Rebuffed in their bid last year to capture $100 million of the state’s growing reserves, Connecticut’s nonprofit social service agencies are taking a new approach.

The CT Community Nonprofit Alliance asked Thursday for a share of projected future budget surpluses — more than $460 million over the next five years — to mitigate more than a decade of under-funding.

Despite predictions that Connecticut’s rainy day fund could continue to grow through 2024, the nonprofits’ big ask puts the sector on a collision course with Gov. Ned Lamont and many legislators over the state spending cap.

“Through more than a decade of tough budgets, while the need for services has only increased — nonprofits have had their budgets frozen or reduced,” said Gian-Carl Casa, president and CEO of the alliance. “Today we’re asking that the governor and the legislature provide us with the means to continue to help half a million people across the state.”

Connecticut spends about $1.4 billion annually contracting with hundreds of community-based, private, nonprofits to provide the bulk of state social services.

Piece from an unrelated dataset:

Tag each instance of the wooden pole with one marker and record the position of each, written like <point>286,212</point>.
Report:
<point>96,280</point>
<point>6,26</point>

In terms of dollars, that’s larger than the departments of Transportation, Correction and Motor Vehicles combined.

Since 2002, state spending for nonprofits has grown by about 10%. After adjusting for inflation, nonprofits say they have lost money.

“This is not the conversation we should be having. But misery doesn’t sell. Sadness doesn’t sell.”

Sen. Saud Anwar, D-South Windsor

The alliance projects it would take an extra $462 million per year to make them whole. Their proposal is for Lamont and lawmakers to gradually increase funding over the next five years for an average of about $92.4 million extra per year.

This also would coincide with a projected surge in state employee retirements. Comptroller Kevin Lembo’s office projects 15% or more of the workforce could step down by 2022 or 2023. And as state-employed social workers retire, the nonprofit sector is expected to be asked to absorb more of Connecticut’s caseload.

Andrea Ferrucci, who chairs the alliance, said many state officials are aware that Connecticut has about two thousand aging citizens with developmental disabilities on a waiting list for residential placements — a problem that has been growing for decades.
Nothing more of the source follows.